Correlation and difference analysis of intestinal flora via MFE in mice fed a high-fat diet. (A) Phylogenetic tree of correlation between samples at genus level of three groups (CON, HF, and MFE). (B) Heat map of the correlation between samples at the genus level (Top30) of three groups. (C) Linear Discriminant Analysis (LDA) effect size (LEfSe) analysis at OTU level in three groups. (D) A circular cladogram was generated to show the differentially abundant taxa. (E) Genus-level gut microbe network diagram of three groups (green: CON, orange: HF, and blue: MFE) to show correlations between genera and proportions among groups. Data are shown as mean ± SD. (For each group, n = 10).

Figure 4

Effects of MFE on gut metabolites. (A) Partial least-squares discriminant analysis (PLS-DA) of metabolites of three groups (CON, HF, and MFE). (B) Heat map for metabolite enrichment change analysis (Top50) of three groups. (C) Phylogenetic tree of correlation between samples of metabolites in three groups (CON, HF, and MFE). (D) The pathway enrichment analysis of metabolites. (E) KEGG map shows metabolites in enriched pathways.

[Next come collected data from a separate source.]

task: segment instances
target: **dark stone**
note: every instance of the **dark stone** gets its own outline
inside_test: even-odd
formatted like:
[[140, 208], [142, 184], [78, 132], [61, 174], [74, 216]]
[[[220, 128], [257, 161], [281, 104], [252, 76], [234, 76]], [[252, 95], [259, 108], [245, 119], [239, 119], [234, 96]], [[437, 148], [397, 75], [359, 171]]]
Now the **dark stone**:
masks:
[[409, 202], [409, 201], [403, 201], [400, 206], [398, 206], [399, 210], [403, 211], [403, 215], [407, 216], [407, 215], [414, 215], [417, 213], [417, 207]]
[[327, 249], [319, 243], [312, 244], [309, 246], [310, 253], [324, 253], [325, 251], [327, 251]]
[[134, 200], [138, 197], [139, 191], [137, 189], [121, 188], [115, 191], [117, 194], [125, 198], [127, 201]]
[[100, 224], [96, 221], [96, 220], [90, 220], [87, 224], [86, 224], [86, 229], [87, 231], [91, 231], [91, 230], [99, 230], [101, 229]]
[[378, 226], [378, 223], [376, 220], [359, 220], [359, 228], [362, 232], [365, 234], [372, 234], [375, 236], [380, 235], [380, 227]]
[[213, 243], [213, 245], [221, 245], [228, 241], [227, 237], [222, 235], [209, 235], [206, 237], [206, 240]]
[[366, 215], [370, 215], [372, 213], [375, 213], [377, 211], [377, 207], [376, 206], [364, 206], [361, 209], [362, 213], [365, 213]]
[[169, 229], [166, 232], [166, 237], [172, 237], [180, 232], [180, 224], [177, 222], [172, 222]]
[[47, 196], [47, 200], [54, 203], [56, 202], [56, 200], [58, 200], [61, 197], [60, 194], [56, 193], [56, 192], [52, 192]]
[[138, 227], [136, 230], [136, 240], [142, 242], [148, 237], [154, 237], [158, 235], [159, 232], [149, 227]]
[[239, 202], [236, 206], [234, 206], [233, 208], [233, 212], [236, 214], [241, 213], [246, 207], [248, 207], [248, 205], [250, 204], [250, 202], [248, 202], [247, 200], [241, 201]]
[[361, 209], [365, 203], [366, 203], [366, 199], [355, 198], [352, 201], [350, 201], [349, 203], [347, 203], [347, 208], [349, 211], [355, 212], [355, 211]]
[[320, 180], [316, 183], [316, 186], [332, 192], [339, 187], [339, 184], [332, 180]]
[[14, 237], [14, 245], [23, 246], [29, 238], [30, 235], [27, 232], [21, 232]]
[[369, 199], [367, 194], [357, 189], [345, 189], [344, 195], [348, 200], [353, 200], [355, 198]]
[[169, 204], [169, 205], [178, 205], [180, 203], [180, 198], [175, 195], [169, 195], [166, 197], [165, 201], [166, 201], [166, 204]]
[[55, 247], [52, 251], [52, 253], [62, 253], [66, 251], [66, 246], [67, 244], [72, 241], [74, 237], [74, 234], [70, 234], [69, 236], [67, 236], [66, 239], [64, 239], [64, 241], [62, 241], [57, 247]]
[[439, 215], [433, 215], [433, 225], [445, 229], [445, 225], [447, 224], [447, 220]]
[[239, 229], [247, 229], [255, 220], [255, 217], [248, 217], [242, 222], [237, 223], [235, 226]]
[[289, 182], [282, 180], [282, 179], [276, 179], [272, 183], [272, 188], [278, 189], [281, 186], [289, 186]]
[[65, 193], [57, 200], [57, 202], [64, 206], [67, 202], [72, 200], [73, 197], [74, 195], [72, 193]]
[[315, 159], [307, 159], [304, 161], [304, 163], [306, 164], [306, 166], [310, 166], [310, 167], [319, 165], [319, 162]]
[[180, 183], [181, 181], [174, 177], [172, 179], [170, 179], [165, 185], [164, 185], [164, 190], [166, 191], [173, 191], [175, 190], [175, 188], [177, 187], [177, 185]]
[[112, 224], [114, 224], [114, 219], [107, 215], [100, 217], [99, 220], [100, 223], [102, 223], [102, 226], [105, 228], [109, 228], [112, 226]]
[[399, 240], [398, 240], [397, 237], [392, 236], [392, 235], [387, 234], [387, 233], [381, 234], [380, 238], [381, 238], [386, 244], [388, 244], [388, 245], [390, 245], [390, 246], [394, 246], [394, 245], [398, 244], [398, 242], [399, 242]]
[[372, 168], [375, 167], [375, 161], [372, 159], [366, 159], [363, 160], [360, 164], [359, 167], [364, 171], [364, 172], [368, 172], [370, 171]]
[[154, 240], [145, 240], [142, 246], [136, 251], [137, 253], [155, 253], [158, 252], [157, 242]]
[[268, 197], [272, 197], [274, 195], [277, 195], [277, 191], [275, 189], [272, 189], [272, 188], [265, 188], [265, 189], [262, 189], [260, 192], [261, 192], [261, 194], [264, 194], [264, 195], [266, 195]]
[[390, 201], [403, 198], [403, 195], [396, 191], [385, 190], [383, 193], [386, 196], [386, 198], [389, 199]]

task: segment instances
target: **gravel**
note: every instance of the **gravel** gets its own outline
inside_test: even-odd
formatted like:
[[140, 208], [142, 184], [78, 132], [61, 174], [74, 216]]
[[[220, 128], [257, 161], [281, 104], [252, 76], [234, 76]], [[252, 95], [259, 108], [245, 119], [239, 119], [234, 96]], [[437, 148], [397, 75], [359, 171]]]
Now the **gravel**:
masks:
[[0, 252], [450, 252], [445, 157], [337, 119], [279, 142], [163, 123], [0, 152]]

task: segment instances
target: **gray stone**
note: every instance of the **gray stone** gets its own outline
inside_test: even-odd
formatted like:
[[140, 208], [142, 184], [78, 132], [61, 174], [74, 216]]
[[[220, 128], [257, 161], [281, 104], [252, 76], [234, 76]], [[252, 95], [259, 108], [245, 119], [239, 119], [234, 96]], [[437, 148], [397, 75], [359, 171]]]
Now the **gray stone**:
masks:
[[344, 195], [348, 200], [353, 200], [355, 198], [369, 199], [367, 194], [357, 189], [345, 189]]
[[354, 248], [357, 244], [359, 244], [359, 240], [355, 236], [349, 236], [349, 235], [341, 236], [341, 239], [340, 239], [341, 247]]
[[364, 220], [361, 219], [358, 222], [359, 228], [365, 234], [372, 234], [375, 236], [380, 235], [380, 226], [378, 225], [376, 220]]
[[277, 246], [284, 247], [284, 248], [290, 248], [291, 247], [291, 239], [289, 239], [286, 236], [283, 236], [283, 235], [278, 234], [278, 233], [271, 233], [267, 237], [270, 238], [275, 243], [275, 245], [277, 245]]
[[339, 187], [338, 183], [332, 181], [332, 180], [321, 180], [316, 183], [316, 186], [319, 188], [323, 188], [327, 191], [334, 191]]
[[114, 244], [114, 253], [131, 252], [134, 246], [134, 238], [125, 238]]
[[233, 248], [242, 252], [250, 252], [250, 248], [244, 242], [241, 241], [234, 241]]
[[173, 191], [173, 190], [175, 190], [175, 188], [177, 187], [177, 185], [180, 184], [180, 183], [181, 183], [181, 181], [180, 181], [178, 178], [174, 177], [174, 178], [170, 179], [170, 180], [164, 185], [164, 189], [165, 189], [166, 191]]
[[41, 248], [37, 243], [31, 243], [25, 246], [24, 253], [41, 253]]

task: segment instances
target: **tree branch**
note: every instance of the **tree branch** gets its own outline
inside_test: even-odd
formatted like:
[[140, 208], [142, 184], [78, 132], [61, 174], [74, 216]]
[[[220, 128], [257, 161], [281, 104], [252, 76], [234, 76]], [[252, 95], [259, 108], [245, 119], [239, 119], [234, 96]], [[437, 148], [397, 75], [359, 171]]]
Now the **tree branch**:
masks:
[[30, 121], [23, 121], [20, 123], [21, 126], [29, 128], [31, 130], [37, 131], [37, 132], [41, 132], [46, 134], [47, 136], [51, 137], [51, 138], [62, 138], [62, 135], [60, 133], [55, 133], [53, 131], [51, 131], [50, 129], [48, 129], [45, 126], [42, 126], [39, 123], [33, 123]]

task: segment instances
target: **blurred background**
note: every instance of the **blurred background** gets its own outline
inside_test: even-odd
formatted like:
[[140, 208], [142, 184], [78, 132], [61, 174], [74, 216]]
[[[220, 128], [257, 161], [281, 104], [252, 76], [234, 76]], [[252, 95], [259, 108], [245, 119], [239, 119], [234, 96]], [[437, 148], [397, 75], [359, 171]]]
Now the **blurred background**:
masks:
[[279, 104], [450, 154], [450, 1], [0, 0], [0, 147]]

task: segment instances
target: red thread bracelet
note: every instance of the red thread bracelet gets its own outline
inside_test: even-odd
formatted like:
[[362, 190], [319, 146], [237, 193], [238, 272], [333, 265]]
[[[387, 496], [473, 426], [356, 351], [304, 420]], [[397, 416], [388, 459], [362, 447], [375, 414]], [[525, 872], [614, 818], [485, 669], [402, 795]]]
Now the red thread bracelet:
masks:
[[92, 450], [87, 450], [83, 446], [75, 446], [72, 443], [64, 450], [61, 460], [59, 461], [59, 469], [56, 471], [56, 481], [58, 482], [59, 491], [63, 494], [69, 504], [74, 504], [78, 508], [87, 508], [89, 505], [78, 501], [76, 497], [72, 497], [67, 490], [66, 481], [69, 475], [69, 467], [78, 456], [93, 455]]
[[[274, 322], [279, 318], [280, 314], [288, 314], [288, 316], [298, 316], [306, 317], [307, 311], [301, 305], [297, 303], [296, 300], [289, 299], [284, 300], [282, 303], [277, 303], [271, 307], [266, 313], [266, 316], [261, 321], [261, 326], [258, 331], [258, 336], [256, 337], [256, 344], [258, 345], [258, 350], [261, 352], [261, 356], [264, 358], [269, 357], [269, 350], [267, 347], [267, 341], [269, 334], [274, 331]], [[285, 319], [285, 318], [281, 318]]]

Data are shown as mean ± SD. (For each group, n = 10).

Figure 5

Omics analysis of the intestinal flora metabolites in NAFLD mice with MFE treatment. (A) PLS-DA (Partial Least Squares Discriminant) Analysis of intestinal microbes at genus level and metabolites. (Variable Importance for the Projection, VIP > 1) (B) Heat map of correlation analysis between intestinal microbes at genus level and metabolites in MFE group (red represents positive correlation and blue represents negative correlation). (C) Correlation network diagram between microbiota and metabolites in MFE group. Data are shown as mean ± SD. (For each group, n = 10, * p < 0.05; ** p < 0.01; *** p < 0.001).

Figure 6

Mining and Analysis of GEO (Gene expression omnibus) database related to NAFLD. (A,B) The normalization of data sets (GSE151158 GSE57425). (C) Volcano plot of differential gene analysis (|logFC| > 1; p-value < 0.05). (D) Principal component analysis (PCA) of each group of samples in the GSE57425 data set. (E) Heat map of top 20 gene expressions (red: high expression; blue: low expression) in the expression profile. Data are shown as mean ± SD.

Figure 7

Effects of MFE on NF-κB pathway related to liver inflammation and the AhR–FAS signaling pathway related to the intestinal tryptophan metabolism pathway. (A) The intersection of the targets of the GEO database and the targets of the Chinese herbal medicine database. (B) Gene ontology (GO) analysis of 53 targets. (C) KEGG pathway analysis (D–K) The targets of NF-κB pathway signaling (NKFB1, Il-6, TNF, Il-1b, and IKBKB) and The targets of AhR–FAS signaling (AhR, FAS, and SREBP-1c). (For each group, n = 10, * p < 0.05; ** p < 0.01; *** p < 0.001).